La construcción revitalizaba económicamente las zonas madereras y las ciudades que acogían los astilleros. Los más importantes en España fueron Guarnizo, Cádiz, Ferrol, Cartagena y Mahón, así como en el resto del imperio La Habana, Guayaquil, San Blas y Cavite. Las cifras de construcción hablan de este esfuerzo, la Real Armada incorporó 991 buques en el XVIII, como comentan los autores, dichos buques sustituyeron a las catedrales como la obra humana que requería un mayor desarrollo tecnológico.
En un navío se sangraba más que se moría
Duelo en el mar
La Armada Real se detiene y ‘fotografía’ aspectos de la vida íntima de los hombres que se aventuraban a la mar, un oficio duro y peligroso, que requería de un continuo trabajo para mantener en orden el buque. Recoger o largar velas movilizaba a decenas de hombres que debían escalar por las vergas, palos horizontales de la nave, mientras el barco seguía navegando. Otra de las imágenes de la obra capta a un grupo de hombres moviendo un cabestrante, una especie de torno vertical que requería la participación de decenas de hombres para tareas como izar un ancla.

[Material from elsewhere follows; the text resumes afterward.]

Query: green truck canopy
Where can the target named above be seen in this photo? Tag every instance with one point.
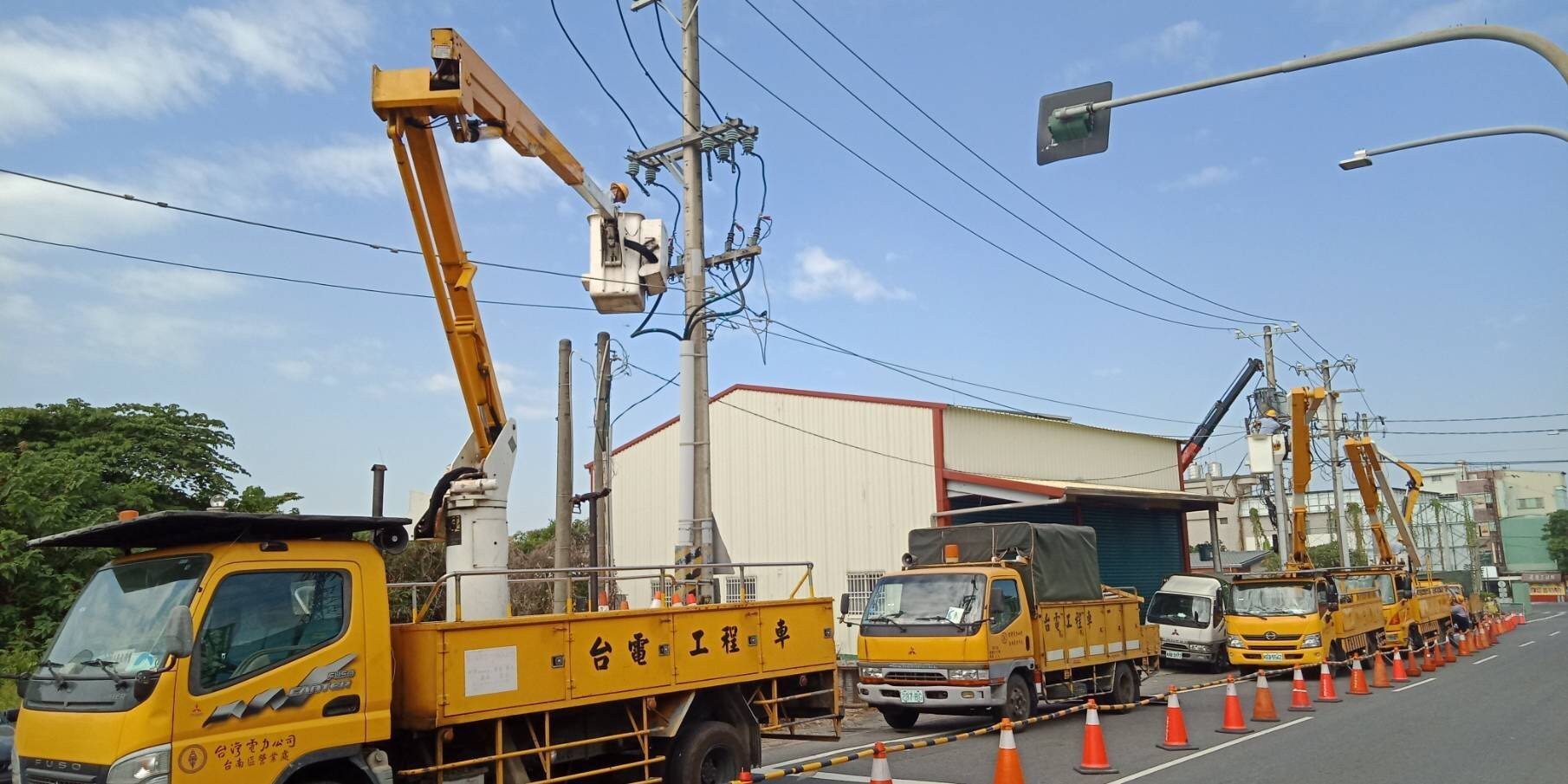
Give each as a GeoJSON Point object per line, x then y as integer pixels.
{"type": "Point", "coordinates": [1064, 565]}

“Los buques de la Real Armada eran, ante todo, navíos de guerra donde cualquier acción estaba dirigida a hacer operativa su capacidad de fuego”, destaca Torres. Llegado el momento del combate, la frenética maquinaria de hombres se ponía en marcha con el zafarrancho, que implicaba que los marinos despejaran las zonas de combate, es decir, baterías y puente superior del buque.

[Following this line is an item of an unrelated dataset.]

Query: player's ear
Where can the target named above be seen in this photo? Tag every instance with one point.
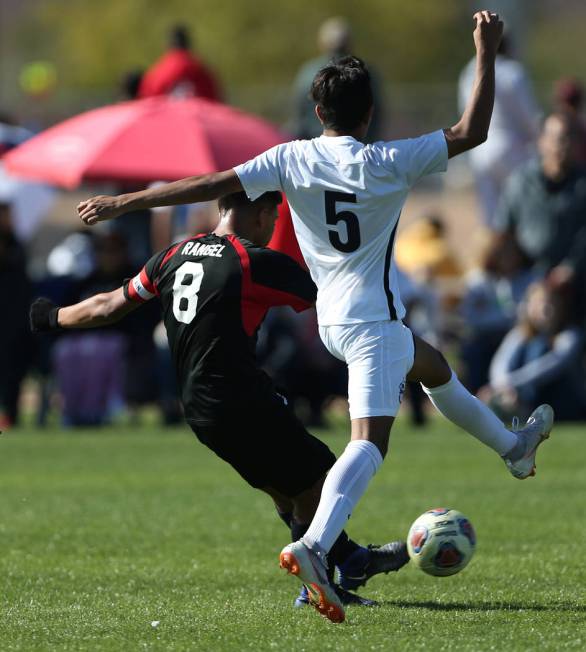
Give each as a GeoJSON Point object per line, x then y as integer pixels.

“Como la munición y pólvora disponibles era limitada, la mejor opción era retrasar todo lo posible el inicio del duelo artillero, al menos hasta que el navío enemigo pudiera estar mucho más cerca, pero entonces el ritmo de los disparos se aceleraría y el combate se haría extenuante”, destaca la obra. Se primaba la puntería, por lo que los artilleros trataban de no disparar hasta que el objetivo se encontrara a menos de 400 metros.

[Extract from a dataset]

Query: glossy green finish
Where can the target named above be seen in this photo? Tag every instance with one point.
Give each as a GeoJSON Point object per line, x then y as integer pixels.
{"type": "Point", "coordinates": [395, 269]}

"En un navío se sangraba más que se moría. A diferencia de lo que ocurría en los combates terrestres, en los navales el número de muertos era usualmente muy inferior, mientras que el de heridos era considerablemente mayor. Las tácticas de lucha y los duelos artilleros causaban infinidad de cortes y heridas, pero no tanto la muerte directa", destaca la obra. Bru, con experiencia como fotógrafo en conflictos armados, recrea escenas y añade digitalmente los elementos más complejos para componer algunas de las imágenes más espectaculares que empujan al espectador a un mar embravecido en el que tropas españolas e inglesas se disparan sin compasión, con náufragos rodeados de compañeros ahogados tratando de salvar la vida echando mano a cualquier madero, puesto que la mayoría de aquellos hombres, que defendían los intereses de la Monarquía Hispánica en todos los mares del mundo, no sabían nadar.